Backprop from Parameter.grad

seliad · January 1, 2020, 8:18pm

Edit: clarification:
The question is how to
“ start the autograd backprop from accumulated gradient instead of from loss or activation”

That is, we want dout/da , but we only have dout/dp (we do not have out ), so we can’t compute it straightforward.

Mathematically:
dout/da = dout/dp * dp/da
all we need is dp/da and we are done.

note1: a is arbitrary, can be an activation or another parameter.
note2: we can create the computational graph only from a->p .

Original post:

I know of two main ways to do backprop in pytorch:

from loss: loss.backward()
using gradients and activation with same size (or broadcast-able?) torch.autograd.backward(x, g)

Now, lets say we have some p = torch.nn.Parameter() for which some gradient (p.grad) was already accumulated, and we want to continue the back-propagation from it.
Lets say we can construct the entire computational graph until p, and now we have it as some activation: a=f(input)

Note that mathematically its very simple chain rule, just not sure how to do it in pytorch. (at least from python)

Any suggestions?
Here is some pseudo code for the problem:

input=torch.tensor(...,requires_grad=True)
a=f(input)
p.grad = some_value_we_want # dout/dp
p.data = another_value_we_want

How do we calculate dout/da in pytorch?

assuming
out = p ? f(input) where ? is some unknown function.
(shape of a is not the same shape of p.grad)…

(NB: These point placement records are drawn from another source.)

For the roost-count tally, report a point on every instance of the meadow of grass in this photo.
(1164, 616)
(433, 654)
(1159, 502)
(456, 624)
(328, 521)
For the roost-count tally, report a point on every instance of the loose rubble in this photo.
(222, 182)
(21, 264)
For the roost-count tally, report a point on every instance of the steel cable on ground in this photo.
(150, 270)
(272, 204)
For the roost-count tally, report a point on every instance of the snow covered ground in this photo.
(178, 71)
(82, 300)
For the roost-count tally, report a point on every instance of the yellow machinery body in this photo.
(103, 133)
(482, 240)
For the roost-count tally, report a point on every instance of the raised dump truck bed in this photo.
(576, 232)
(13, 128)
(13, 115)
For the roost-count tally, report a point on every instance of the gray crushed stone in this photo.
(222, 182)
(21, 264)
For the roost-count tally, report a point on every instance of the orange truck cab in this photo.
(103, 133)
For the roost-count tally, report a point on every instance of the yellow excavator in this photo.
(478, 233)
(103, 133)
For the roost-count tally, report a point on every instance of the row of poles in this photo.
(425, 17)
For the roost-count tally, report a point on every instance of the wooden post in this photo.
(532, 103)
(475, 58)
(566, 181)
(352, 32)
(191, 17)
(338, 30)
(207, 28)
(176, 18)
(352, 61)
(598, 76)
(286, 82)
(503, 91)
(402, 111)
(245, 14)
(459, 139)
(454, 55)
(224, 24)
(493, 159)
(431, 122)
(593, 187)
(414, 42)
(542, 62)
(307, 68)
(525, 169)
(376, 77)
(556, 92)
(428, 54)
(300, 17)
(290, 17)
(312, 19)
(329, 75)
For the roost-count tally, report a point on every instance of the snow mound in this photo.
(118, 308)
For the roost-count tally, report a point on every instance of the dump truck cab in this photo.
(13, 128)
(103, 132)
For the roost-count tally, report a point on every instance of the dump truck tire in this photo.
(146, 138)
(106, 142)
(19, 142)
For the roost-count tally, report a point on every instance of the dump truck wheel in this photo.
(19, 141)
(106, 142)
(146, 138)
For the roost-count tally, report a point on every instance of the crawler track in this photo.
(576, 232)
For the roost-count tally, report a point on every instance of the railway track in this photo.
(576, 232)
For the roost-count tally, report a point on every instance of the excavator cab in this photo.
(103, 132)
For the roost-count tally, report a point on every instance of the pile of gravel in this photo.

Yaroslav_Bulatov · January 2, 2020, 12:27am

You can get dout/da by callling a.retain_grad()

input = torch.ones(1)
f = torch.nn.Linear(1, 1, bias=False)
f.weight.data.copy_(torch.ones(1))
a = 2*f(input)
out = a*a/2
a.retain_grad()
out.backward()
assert a.grad[0] == 2.
assert f.weight.grad[0] == 4.

seliad · January 2, 2020, 6:26am

That did not answer the question.
I asked something else…

ptrblck · January 2, 2020, 9:34am

Could you clarify your question?
It seems you asked how to calculate dout/da, which @Yaroslav_Bulatov tried to answer.

seliad · January 2, 2020, 9:45am

Sure, I’ll clarify: the question is how to
“start the autograd backprop from accumulated gradient instead of from loss or activation”

That is, we want dout/da , but we only have dout/dp (we do not have out), so we can’t compute it straightforward.

Mathematically:
dout/da = dout/dp * dp/da
all we need is dp/da and we are done.

note1: a is arbitrary, can be an activation or another parameter.
note2: we can create the computational graph only from a->p.

Yaroslav_Bulatov · January 2, 2020, 10:02pm

Maybe something like this?

p.retain_grad()
out.backward()
dout_dp = p.grad
p.backward(dout_dp)
dout_da = a.grad

seliad · January 3, 2020, 10:09am

This is closer, but did not work.
Reason is that dout_dp should be detached from the computation graph of out when connected to a and vice versa. (Mathematically its possible, we have all the information).
Let me illustrate further with a code example:

import torch
m = 2
n = 3
batch = 4

a = torch.ones(batch, m)
a.retain_grad()
layer = torch.nn.Linear(m, n, bias=False)
layer.weight.data.copy_(torch.ones(n, m))

dout_dp = torch.ones(n, m)*5  # A **given** dout_dp, detached from `out` and `a`.
layer.weight.grad = dout_dp
v2 = layer(a)   # reconstruct a computation graph a->p

# Problem: `p.grad` is detached from the reconstructed computation graph of `a`
# so the backward below not going to work
torch.autograd.backward(list(layer.parameters()), 
                        [p.grad for p in layer.parameters()])
print(a.grad)  # None

I think that doing p.backward(p.grad) is an advancement and probably part of the future solution, but we are lacking a connection to the gradient, which must to be added artificially somehow:
How do we tell pytorch that a has connection to p.grad (and figure that connection automatically from the new computation graph a->p)?

I see you did there p.retain_grad(), I guess this saves the “connection” from a->p->out which is what we want to avoid,
as we want to start “clean” from the gradient and restored computation graph “a->p”.

From what I understand, it seems like autograd does not “use” parameter gradients (like p.grad) directly in its computation, but only AccumulateGradients to them.

seliad · January 6, 2020, 9:56am

Note we can’t really restore from accumulated gradients with batch>1 because we lose all the batch-related info.
so the question should be for batch=1.
Currently I did not find any way to do this (automatically) with Pytorch.